On Thursday we weren't flying out until lunchtime (and, thanks to incompetence and outright lies from United Airlines, we ended up spending twelve hours on planes or in airports; I'm not even going to talk about it because I'm still so mad), so Meg and I decided that we were going to walk the historic Green Line:
We were told that the Green Line, which passes many historic and architecturally significant buildings in Providence, was a loop, so we thought we would just join it by our hotel where we saw it and start walking. It turns out that, rather than listen to others, we should have looked it up, because the Green Line isn't a loop. It's exactly what it says: a line, and it ran out at the state capital after a half hour of fighting our way through six downtown crosswalks:
(My camera couldn't decide if it was too bright out or overcast, one of the dangers of point and click photography. The two pictures of the capital building above were taken within a minute or two of each other, with no change in clouds or sunshine.)
Once we discovered that we'd picked the wrong end of the Green Line, we realized that we didn't have time to walk it to the other end before we had to be back at the hotel for checkout, so we went to Burnside Park, which was just up the street, to walk around and look at the statues.

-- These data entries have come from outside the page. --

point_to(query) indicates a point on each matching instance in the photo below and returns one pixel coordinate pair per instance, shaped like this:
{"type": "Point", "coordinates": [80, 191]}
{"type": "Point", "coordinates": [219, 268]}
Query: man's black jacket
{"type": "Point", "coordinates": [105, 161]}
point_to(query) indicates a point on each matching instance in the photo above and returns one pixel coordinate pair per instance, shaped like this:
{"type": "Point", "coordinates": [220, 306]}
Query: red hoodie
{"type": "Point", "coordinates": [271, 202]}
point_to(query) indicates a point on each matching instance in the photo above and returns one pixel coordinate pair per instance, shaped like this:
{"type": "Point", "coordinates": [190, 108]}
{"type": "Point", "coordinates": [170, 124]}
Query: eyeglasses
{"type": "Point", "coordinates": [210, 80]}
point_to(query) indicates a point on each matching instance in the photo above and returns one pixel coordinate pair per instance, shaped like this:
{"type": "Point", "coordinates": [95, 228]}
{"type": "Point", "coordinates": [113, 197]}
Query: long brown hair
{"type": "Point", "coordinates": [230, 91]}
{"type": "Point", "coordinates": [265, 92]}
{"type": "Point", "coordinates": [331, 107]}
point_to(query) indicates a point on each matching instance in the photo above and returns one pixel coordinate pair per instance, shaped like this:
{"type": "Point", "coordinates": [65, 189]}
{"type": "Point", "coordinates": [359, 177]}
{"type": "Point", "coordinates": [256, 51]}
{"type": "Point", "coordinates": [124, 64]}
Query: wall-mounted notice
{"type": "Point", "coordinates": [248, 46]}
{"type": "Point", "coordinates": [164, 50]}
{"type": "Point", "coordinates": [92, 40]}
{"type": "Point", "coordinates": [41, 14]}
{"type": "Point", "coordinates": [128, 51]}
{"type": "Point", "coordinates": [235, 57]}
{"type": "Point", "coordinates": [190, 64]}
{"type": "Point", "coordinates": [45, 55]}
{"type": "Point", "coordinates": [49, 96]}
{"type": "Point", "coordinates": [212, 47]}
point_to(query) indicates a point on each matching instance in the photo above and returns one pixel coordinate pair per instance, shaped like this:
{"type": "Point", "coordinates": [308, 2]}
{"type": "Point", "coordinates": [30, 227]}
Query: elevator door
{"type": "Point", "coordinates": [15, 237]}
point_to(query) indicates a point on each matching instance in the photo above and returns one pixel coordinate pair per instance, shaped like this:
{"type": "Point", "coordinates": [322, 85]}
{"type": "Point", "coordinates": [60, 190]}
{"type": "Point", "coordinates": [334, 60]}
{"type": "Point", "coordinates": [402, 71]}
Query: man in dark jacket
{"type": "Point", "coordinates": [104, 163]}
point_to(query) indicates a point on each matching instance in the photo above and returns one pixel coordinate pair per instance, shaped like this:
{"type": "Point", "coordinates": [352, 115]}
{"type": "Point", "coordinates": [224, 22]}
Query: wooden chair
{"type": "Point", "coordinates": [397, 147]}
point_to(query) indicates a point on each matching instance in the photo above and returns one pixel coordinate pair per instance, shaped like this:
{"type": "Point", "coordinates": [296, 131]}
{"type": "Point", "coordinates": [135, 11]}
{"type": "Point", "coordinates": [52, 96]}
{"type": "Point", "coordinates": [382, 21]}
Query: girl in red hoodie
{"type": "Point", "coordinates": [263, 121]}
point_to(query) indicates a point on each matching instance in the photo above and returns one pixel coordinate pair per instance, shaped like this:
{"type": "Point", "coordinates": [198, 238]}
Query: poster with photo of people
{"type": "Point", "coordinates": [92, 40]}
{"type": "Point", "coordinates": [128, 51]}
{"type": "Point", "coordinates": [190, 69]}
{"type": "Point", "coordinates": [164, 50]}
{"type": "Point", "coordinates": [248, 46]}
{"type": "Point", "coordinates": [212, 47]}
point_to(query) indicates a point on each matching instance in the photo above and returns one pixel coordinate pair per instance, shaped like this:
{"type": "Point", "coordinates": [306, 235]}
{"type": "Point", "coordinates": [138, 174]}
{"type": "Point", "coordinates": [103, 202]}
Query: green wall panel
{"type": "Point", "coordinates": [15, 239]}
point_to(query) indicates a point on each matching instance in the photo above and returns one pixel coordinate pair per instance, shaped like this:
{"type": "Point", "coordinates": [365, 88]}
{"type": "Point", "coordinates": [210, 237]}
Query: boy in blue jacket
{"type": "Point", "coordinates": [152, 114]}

There's a fountain dedicated to General Burnside's wife:
(Is it me, or is that guy on the right kind of giving you a "hey, baby" eye?)
a weird half boat:
emerging from the ground or sinking into it, depending on whether you are a "glass is half empty" or "glass is half full" type of person, a statue of General Burnside himself:
which was heavily chalked and marked up by the Occupy Providence movement (Side note: many of the Occupy Providence participants in the park were reportedly Brown University students, who pay about $55,000 a year to attend their school; they may want to rethink protesting big business, and protest a little closer to campus instead), and this fence art:
I'm not sure how it was done, but if you looked at it straight on it didn't really look like anything:
and only turned back to art when you started walking along the fence and caught it at the right angle:
Leaving the park, we saw a sad drunk babydoll:
and the war memorial:
After that, we came to another, smaller park (or possibly a part of Burnside Park that was split by a plaza) with another statue:
and some kinetic sculptures that had words on one side and art on the other. One told the story of Roger Williams' early dealings with the Native Americans:
One talked about the founding of the city and present-day events:
and one talked about famous Providence native H.P. Lovecraft:
There were others, too, but we realized that we didn't have time to read them if we wanted to make our plane.